PartyPooperz · 06/11/2011 21:09

Squeaky Apologies - I thought you bought the loss of your friend up on this thread as an example of how someone who was accompanied by a friend didn't get murdered and how someone who was alone did get murdered and therefore that was why your advice was to not be alone - which led me to conclude that you thought that if she hadn't been alone she wouldn't have been murdered and that was why you and your friend survived.

forkful · 06/11/2011 21:10

well catgirl1976 if we don't separate out violence by gender then we get (more of) the fucking victim blaming posters that you agree are wrong.

These posters are not in line with the home office guidelines wrt to VAWG.

PartyPooperz · 06/11/2011 21:10

"You must remember the recent tv advert where the man had had too much to drink, turned into a superhero, climbed the building to rescue the girls balloon, fell and died? That sort of campaign? They are common"

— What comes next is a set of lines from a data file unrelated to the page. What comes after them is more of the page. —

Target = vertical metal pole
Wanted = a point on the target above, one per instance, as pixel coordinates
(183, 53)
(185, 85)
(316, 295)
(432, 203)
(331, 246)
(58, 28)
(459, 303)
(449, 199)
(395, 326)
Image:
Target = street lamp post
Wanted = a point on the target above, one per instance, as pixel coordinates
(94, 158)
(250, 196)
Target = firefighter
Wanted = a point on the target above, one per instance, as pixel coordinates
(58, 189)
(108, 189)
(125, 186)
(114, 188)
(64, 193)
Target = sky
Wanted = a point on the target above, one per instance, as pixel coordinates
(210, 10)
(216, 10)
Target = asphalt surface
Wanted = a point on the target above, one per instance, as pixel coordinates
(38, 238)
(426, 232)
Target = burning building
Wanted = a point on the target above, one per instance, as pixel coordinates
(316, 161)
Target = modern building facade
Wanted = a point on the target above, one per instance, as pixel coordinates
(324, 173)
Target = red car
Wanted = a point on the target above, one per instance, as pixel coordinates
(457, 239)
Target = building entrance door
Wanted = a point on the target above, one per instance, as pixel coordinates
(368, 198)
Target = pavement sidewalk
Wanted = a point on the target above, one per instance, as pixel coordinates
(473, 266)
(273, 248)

I do. But that was about him not harming himself no? As opposed to being drunk and then someone else harming him and it being his fault?

LyingWitchInTheWardrobe2726 · 06/11/2011 21:14

What I would like to know is... IF the majority of rapes go unreported, how does anybody know what the statistics are anyway? By definition, I was date-raped, I didn't report it, so where am I?

Squeaktoy is right with her alleyway-post. You can go wherever you want, do whatever you want because it's your right - none of that will be a consolation to the women who do get raped in the alleyway scenario. You can't change a rapists behaviour but you can do all you can to safeguard yourself - if you choose to.

I lost my purse one night and started walking home after going clubbing. A car pulled alongside and it was the police. They asked me to jump in because they'd noticed a car following me... I was completely oblivious - and incredibly grateful. I took a risk walking home as was my right - and I'm so thankful that I didn't have the consequences of that.

I hate reading about the 'rape myths', they're completely irrelevant other than to reassure a victim that it wasn't their fault. So passive in the scenario that Squeaky posted.

catgirl1976 · 06/11/2011 21:14

But when have I ever said that this is about blame, or someone else harming you?

I have said that advice for staying safe is the same for men and women. I am not talking about blame or responsbility or being harmed by someone else. I am talking about ALL people being sensible by not putting themselves in a vulnerable situation. I am not limiting a vulnerable situation to ones where someone else might harm you.